One requirement for being an effective software engineer is to be taken seriously. You need to have the respect of your peers and managers, at least for your technical capabilities, to have control over your own work and influence over others.
There is Such a Thing as a Stupid Question
Really, there are lots of stupid questions. Asking intelligent questions that enhance others’ respect for you is a professional skill. A good question that exposes unresolved issues tells people that you know your stuff and you’re sharp enough to catch all the implications. Asking for clarification about a specification shows you know how to find and read the spec and your ability to detect ambiguities.

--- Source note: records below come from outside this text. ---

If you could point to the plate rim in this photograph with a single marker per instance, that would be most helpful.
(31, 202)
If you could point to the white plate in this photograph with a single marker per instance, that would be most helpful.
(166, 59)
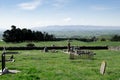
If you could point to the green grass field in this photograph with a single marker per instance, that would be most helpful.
(63, 43)
(37, 65)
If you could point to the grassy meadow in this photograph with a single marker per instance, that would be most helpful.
(37, 65)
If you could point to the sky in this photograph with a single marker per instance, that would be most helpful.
(34, 13)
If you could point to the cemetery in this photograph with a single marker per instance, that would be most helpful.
(52, 62)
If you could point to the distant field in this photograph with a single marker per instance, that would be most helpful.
(37, 65)
(63, 43)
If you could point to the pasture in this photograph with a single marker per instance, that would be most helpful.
(38, 65)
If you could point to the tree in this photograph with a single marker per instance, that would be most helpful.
(20, 35)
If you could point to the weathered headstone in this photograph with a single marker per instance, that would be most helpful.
(45, 49)
(103, 68)
(3, 61)
(68, 46)
(72, 56)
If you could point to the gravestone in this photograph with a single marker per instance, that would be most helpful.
(72, 56)
(103, 68)
(45, 49)
(3, 61)
(3, 64)
(68, 46)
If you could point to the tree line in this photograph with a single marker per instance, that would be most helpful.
(21, 35)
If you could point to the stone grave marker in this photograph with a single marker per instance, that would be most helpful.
(45, 49)
(103, 67)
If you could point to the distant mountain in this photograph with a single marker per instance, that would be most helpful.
(79, 30)
(75, 28)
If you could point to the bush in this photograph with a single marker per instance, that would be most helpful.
(30, 45)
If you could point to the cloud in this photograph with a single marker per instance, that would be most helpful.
(100, 8)
(60, 3)
(67, 19)
(30, 5)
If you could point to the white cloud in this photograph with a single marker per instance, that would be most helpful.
(30, 5)
(67, 19)
(100, 8)
(60, 3)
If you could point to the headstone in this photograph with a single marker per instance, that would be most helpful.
(68, 46)
(103, 68)
(72, 56)
(3, 61)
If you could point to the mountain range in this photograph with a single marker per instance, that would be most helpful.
(79, 30)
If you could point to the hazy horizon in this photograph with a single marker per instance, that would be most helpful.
(34, 13)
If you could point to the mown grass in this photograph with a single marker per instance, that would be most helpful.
(63, 43)
(37, 65)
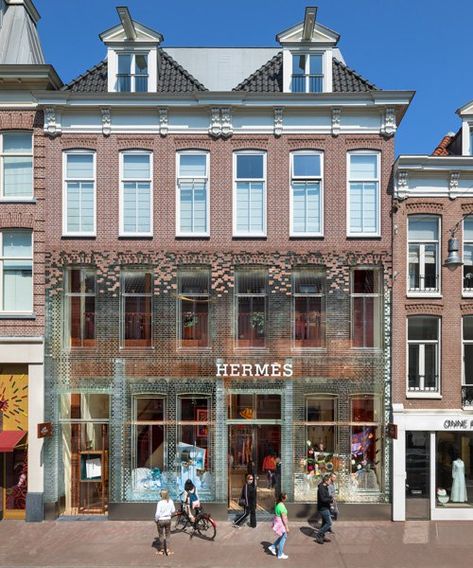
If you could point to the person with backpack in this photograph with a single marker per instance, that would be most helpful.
(248, 502)
(191, 499)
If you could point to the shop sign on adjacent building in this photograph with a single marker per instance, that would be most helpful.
(254, 370)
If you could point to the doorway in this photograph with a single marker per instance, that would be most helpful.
(254, 444)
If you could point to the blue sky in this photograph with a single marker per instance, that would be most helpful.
(421, 45)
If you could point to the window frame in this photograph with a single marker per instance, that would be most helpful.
(378, 270)
(412, 393)
(15, 199)
(132, 75)
(376, 153)
(122, 181)
(294, 179)
(235, 180)
(2, 260)
(307, 75)
(179, 232)
(412, 292)
(65, 181)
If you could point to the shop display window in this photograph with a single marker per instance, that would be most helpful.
(454, 469)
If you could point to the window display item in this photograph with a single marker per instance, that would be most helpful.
(458, 493)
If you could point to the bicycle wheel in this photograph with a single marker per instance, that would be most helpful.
(178, 522)
(206, 527)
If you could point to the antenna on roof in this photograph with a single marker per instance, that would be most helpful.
(309, 22)
(127, 22)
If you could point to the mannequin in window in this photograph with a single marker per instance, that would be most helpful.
(458, 493)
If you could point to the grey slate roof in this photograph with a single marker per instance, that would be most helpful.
(19, 41)
(173, 78)
(268, 79)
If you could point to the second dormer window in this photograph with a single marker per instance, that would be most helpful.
(132, 76)
(307, 73)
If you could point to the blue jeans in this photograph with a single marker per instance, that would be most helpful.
(279, 543)
(326, 522)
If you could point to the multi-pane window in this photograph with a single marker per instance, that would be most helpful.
(250, 194)
(366, 307)
(136, 194)
(321, 425)
(132, 76)
(193, 308)
(192, 184)
(423, 236)
(307, 73)
(309, 308)
(306, 193)
(250, 308)
(16, 165)
(366, 442)
(363, 194)
(16, 271)
(423, 333)
(80, 307)
(468, 255)
(79, 193)
(148, 435)
(136, 308)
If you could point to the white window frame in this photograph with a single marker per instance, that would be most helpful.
(319, 179)
(307, 74)
(421, 392)
(122, 232)
(263, 232)
(205, 179)
(16, 155)
(376, 153)
(65, 181)
(132, 75)
(2, 259)
(422, 292)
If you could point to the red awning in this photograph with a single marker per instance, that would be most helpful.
(9, 439)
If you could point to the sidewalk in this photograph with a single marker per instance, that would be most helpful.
(105, 544)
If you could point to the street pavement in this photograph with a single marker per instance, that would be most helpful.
(106, 544)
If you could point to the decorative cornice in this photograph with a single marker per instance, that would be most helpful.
(163, 121)
(336, 121)
(106, 121)
(52, 121)
(278, 121)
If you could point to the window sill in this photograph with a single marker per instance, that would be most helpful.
(14, 200)
(17, 315)
(431, 395)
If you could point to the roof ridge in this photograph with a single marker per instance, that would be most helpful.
(84, 74)
(259, 70)
(356, 74)
(183, 70)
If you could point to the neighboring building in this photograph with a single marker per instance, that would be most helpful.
(433, 330)
(22, 195)
(218, 273)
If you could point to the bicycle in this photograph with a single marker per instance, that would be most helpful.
(203, 524)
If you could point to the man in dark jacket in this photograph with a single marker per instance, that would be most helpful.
(324, 500)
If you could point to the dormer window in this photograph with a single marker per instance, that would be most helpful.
(132, 76)
(307, 73)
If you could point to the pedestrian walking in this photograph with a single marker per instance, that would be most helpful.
(280, 527)
(248, 502)
(164, 511)
(324, 502)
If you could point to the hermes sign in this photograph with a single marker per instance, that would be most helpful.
(254, 370)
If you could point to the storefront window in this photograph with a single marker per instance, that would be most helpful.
(366, 443)
(454, 469)
(193, 450)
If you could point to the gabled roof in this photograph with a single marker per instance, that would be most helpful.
(268, 79)
(173, 78)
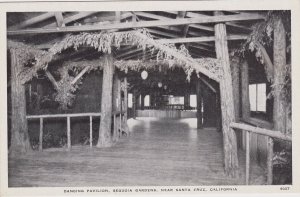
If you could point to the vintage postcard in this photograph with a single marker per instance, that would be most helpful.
(150, 97)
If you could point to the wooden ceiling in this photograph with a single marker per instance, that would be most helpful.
(195, 29)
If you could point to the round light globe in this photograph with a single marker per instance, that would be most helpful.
(144, 75)
(159, 84)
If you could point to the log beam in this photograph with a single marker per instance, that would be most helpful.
(199, 104)
(227, 102)
(141, 24)
(19, 129)
(235, 73)
(106, 103)
(245, 96)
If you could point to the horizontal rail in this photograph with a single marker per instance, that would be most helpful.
(62, 115)
(261, 131)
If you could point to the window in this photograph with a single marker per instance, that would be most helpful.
(176, 100)
(258, 97)
(147, 101)
(129, 100)
(193, 100)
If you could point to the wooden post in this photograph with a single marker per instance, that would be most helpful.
(218, 112)
(134, 104)
(187, 99)
(245, 90)
(69, 132)
(114, 127)
(280, 103)
(270, 161)
(199, 104)
(125, 99)
(279, 109)
(247, 156)
(235, 73)
(41, 135)
(106, 103)
(245, 96)
(19, 130)
(142, 101)
(227, 102)
(116, 104)
(91, 131)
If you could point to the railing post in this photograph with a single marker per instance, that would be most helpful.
(270, 161)
(247, 156)
(120, 124)
(41, 135)
(69, 132)
(114, 125)
(91, 131)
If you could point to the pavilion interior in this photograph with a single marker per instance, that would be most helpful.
(172, 131)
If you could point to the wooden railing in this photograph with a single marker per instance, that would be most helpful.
(261, 131)
(69, 116)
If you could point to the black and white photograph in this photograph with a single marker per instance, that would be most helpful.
(144, 98)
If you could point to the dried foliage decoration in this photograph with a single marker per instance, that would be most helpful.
(167, 55)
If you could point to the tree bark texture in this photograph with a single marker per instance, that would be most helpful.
(245, 90)
(235, 73)
(116, 99)
(227, 102)
(20, 142)
(280, 105)
(199, 104)
(106, 104)
(134, 105)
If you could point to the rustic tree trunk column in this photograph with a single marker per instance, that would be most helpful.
(19, 129)
(142, 101)
(187, 99)
(134, 104)
(245, 95)
(227, 102)
(235, 72)
(280, 103)
(219, 112)
(106, 104)
(125, 99)
(199, 104)
(116, 104)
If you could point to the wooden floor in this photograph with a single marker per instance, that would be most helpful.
(159, 152)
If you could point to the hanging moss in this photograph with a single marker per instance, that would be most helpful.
(168, 55)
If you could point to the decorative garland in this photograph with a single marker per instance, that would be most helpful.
(168, 55)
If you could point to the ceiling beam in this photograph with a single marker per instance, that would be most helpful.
(141, 24)
(201, 39)
(173, 40)
(33, 20)
(72, 18)
(59, 19)
(192, 14)
(202, 48)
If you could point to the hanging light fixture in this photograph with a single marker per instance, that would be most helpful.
(144, 75)
(159, 84)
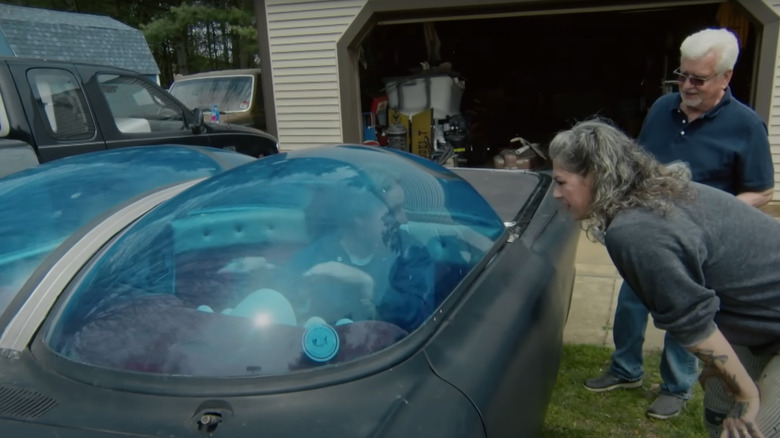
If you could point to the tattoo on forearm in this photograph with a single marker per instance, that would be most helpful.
(738, 410)
(710, 360)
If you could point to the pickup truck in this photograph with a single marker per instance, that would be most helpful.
(53, 109)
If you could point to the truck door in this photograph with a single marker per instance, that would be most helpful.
(133, 111)
(57, 111)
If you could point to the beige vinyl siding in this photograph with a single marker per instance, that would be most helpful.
(302, 39)
(774, 114)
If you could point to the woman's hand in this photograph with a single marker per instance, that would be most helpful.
(722, 362)
(741, 420)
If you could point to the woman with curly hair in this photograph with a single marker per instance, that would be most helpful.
(705, 264)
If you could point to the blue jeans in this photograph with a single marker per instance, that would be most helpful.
(679, 367)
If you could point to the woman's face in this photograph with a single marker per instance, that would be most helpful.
(574, 191)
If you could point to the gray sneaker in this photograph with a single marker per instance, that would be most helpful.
(609, 382)
(665, 407)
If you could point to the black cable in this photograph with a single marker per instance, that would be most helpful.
(436, 373)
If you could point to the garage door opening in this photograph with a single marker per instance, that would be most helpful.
(531, 76)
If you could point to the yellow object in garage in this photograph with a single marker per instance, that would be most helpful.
(422, 133)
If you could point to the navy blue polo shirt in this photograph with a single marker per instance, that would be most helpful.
(726, 148)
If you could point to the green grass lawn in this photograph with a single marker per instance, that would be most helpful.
(577, 412)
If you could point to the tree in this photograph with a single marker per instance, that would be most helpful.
(198, 37)
(185, 37)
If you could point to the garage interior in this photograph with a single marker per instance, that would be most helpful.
(532, 75)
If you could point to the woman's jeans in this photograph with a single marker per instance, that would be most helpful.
(679, 367)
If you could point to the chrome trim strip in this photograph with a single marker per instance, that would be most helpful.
(20, 330)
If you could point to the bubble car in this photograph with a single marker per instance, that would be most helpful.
(348, 291)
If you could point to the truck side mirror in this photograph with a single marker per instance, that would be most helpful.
(197, 123)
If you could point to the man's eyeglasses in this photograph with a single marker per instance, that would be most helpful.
(696, 81)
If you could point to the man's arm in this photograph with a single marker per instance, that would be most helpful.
(757, 199)
(720, 360)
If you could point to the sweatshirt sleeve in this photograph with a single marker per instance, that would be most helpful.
(662, 260)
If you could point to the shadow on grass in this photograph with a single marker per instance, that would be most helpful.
(578, 413)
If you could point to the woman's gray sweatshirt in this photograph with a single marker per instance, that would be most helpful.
(711, 261)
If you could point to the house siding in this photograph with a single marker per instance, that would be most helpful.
(302, 43)
(302, 40)
(773, 124)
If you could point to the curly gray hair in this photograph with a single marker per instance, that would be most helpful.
(624, 175)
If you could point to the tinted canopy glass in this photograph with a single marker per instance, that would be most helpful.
(298, 260)
(44, 205)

If you don’t get any answers to your question, chances are there’s something wrong with the question, so don’t just repeat it. Ask the question differently, with more specifics, or more background. If you’ve been on the other end of a technical support line or even just spent time on discussion lists answering newbie questions, you’ll appreciate the consideration.
- I pride myself on cultivating good relations with developer support staff by submitting elaborate bug reports and precise questions. But I do remember one lapse where I tossed out something along the lines of “What’s the deal with that issue that came up several weeks ago?” You can imagine the prickly response — “What do you mean by what’s the deal, and what issue are you talking about?”
It doesn’t pay to be rude, especially if you’re essentially asking for free tutoring or consulting on a discussion list. Even if you’re asking under the auspices of a support contract, irritating your support contact isn’t going to help you in the long term.
- I used to take pains to explain to belligerent newbies why their questions didn’t make sense or what they were fundamentally doing wrong. Now, the bozo filter kicks in quickly — one “All I want to know is….”, and they’re ignored.
Let everyone know that you read the documentation and googled the subject. Besides avoiding the inevitable “RTFM” and “Google is your friend” responses, this shows you’ve done your homework and those who want to be of assistance don’t have to search through the same resources. If you do expect them to search through those resources for you, then you’re saying your time is more important than theirs, and you are just one more perpetrator of the “tragedy of the commons”.
There is Such a Thing as a Stupid Answer
If you’re going to act like you know what you’re talking about, you really better know what you’re talking about. Engineers sometimes communicate more to show off their own knowledge rather than to inform (although, if you can do both, kudos to you). This is often inflicted in employment interviews, under the guise of “finding out how you think” the candidate is asked inane puzzle questions. This can backfire, though, if the candidate has any self respect.
- One CTO interviewed me over the phone by asking me to sketch out the resulting stack frame from a C++ compilation and then report the result back to him verbally. We went through it step by step and every time I gave him a correct answer he asked me to give a wrong answer instead so we could go over why that choice wouldn’t work. I couldn’t tell if we were trying to demonstrate how smart I was or how smart he was.
There’s also the blame game. As an engineer, you can’t rely on your money and looks — all you’ve got is your credibility. So if you make a mistake — ‘fess up.
- I had the privilege of working with a senior engineer who was never wrong. When his Java code was crashing on multiprocessor systems, it was Sun’s bug. When I took over the code and pointed out the UI code was not supposed to run in multiple threads, he insisted there was only one thread. When I listed the seven threads (that I could find) in the code, he agreed I shouldn’t have all those threads and I’d better fix it. He programmed in that fashion too — he didn’t fix any bugs, he just covered them up with more code.
Finally, a bit of time-saving advice: Don’t get dragged into stupid arguments. Stupidity is contagious.